ESPAñOL, Vivir en Francia

El arranque del verano

Los sentidos se espabilan. Días largos, ropa ligera, cenas improvisadas en jardines llenos de vegetación, conversaciones triviales, olor a Mediterráneo y sol meridional, atmósfera relajada, gente con el humor liviano que sale de no sé dónde e invade las terrazas de los restaurantes… Al fin es verano.

En México las estaciones del año no son muy marcadas, por ende, no tienen la misma importancia que en estas latitudes pues nosotros estamos acostumbrados a vivir con un sol que calienta aún en invierno y un clima relativamente clemente que, salvo tormentón de último minuto, nunca es discapacidad para salir de casa. Acá las cosas son muy distintas y – aunque viva en el sur- hay días de enero durante los cuales hasta para salir por el pan se sufre. Por eso la gente aquí es muy sensible al sol, la lluvia, el invierno…

El 21 de junio pasado en Francia, el solsticio de verano se celebró igual que desde 1982, con la “Fête de la Musique” (Fiesta de la música), una tradición muy popular sobre todo entre melómanos. Es así como cualquiera puede disfrutar de conciertos gratuitos que se llevan a cabo simultáneamente en los espacios públicos de todos los pueblos y ciudades del país : rock, jazz, clásica, tradicional…

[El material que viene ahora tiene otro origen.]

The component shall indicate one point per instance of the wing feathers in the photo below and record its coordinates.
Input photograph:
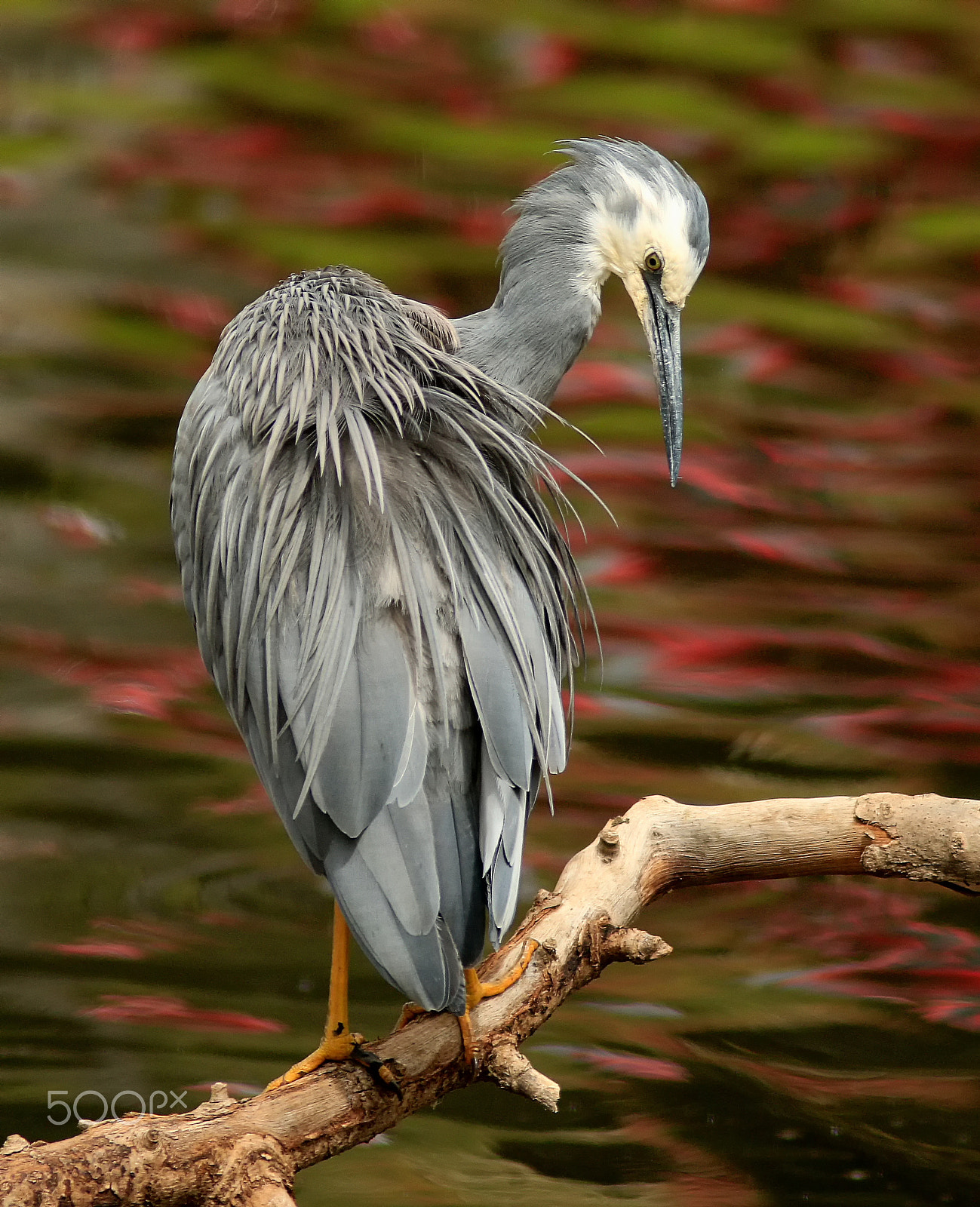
(382, 600)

Además en Sérignan, desde hace 6 años en estas mismas fechas, se llevan a cabo las “Fêtes du Paratge”, dos días de fiesta occitana que se clausuran a la orilla del río Orb, alrededor del “feu de la Saint Jean” (la hoguera de San Juan Bautista). De hecho ‘paratge’, es un término occitano que conlleva el sentido del honor, el amor cortés, el respeto de uno mismo y de los demás sin importar su sexo, raza, origen o religión así como la negación de la ley del más fuerte.

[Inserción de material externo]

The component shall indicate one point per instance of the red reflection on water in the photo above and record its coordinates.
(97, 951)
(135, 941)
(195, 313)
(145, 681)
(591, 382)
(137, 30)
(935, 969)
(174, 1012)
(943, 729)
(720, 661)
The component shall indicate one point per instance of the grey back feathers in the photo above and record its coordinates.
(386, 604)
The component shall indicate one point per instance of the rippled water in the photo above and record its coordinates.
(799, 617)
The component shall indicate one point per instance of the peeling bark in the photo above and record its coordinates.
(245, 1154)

Este año la pasamos con amigos, en el pueblo de Sauvian ( a 2 kms de Sérignan) porque el Rey quería asistir al concierto de un grupo de jazz manouche (gypsy jazz), género musical que yo aprecio y del cual él es fanático pues alguna vez -hace algunos ayeres- también tocó en un grupo similar.

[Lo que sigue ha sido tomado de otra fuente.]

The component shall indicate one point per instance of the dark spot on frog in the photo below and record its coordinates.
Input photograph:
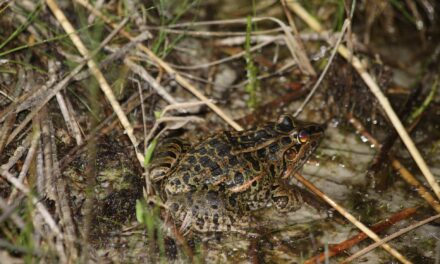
(222, 149)
(232, 201)
(233, 160)
(202, 151)
(261, 153)
(238, 178)
(273, 148)
(208, 162)
(174, 207)
(285, 124)
(192, 160)
(186, 178)
(272, 170)
(255, 183)
(262, 134)
(176, 182)
(286, 140)
(215, 219)
(200, 222)
(255, 163)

Al caer la noche regresamos a Sérignan para que la Patroncita disfrutara de un espectáculo pirotécnico y circense y de paso asistir con ella, por primera vez, a la hoguera de San Juan. Como medio pueblo estaba ahí, saludamos a muchos de nuestros conocidos, la mayoría de los cuales sólo cruzamos en fiestas estivales, como ésa. Y al calor de la hoguera gigante, brindamos con vasitos de plástico llenos del vino rosado producido en el pueblo, escuchando el barullo del evento y las notas de música tradicional occitana… Así inició formalmente nuestro verano.